The island used to be home to a monkey research facility that taught the island's monkeys rudimentary communication and how to play three minigames. Now abandoned, these monkeys still remember how to play games. One is a game about throwing coconuts, another about placing colored pieces in logical patterns, and the last is a board game. If you beat the monkeys at these games, they will reward you with fruit and needed objects that they have pilfered.

As with the earlier Nancy Drew games, this game is available on two levels of difficulty. And it has a refreshing mechanic that, when you take a risk that causes a fatal mistake, you are automatically returned to the point before your error. You will face some harrowing situations involving stinging jellyfish, running out of air while scuba diving and having a cave collapse on you.

For fans of this series, Ransom of the Seven Ships is more about puzzles and navigating your environment, and less about solving a mystery by talking to others. The mystery does provide a nice variety of things to do, from having you climb up cliffs to find bat caves to diving underwater to rummage through the remains of a shipwreck. But if you like solving mysteries by talking to a variety of characters, you won't find much of that kind of game play here.

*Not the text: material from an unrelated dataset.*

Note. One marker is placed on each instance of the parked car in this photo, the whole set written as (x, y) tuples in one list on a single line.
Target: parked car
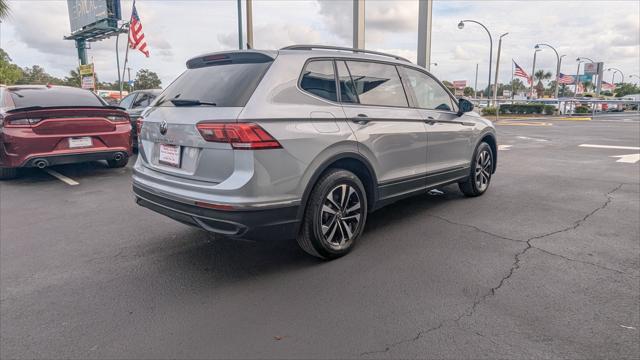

The puzzles are varied, and most are neatly incorporated into the game play. The decoding is particularly well done because, as you experiment with which symbols stand for which letters, the alphabet is available to you to automatically place in slots above the symbols. On the other hand, the amount of time permitted to solve the Sudoku-type puzzle seemed inadequate; and it forced us to have to draw out the puzzle on paper to solve it instead of doing so in the game.

The bottom line is that this is an entertaining mystery for fans and newbies to this series. It is the kind of game that parents and kids can play together. And its seaside vistas will make you feel like you are on vacation. Not bad for $20.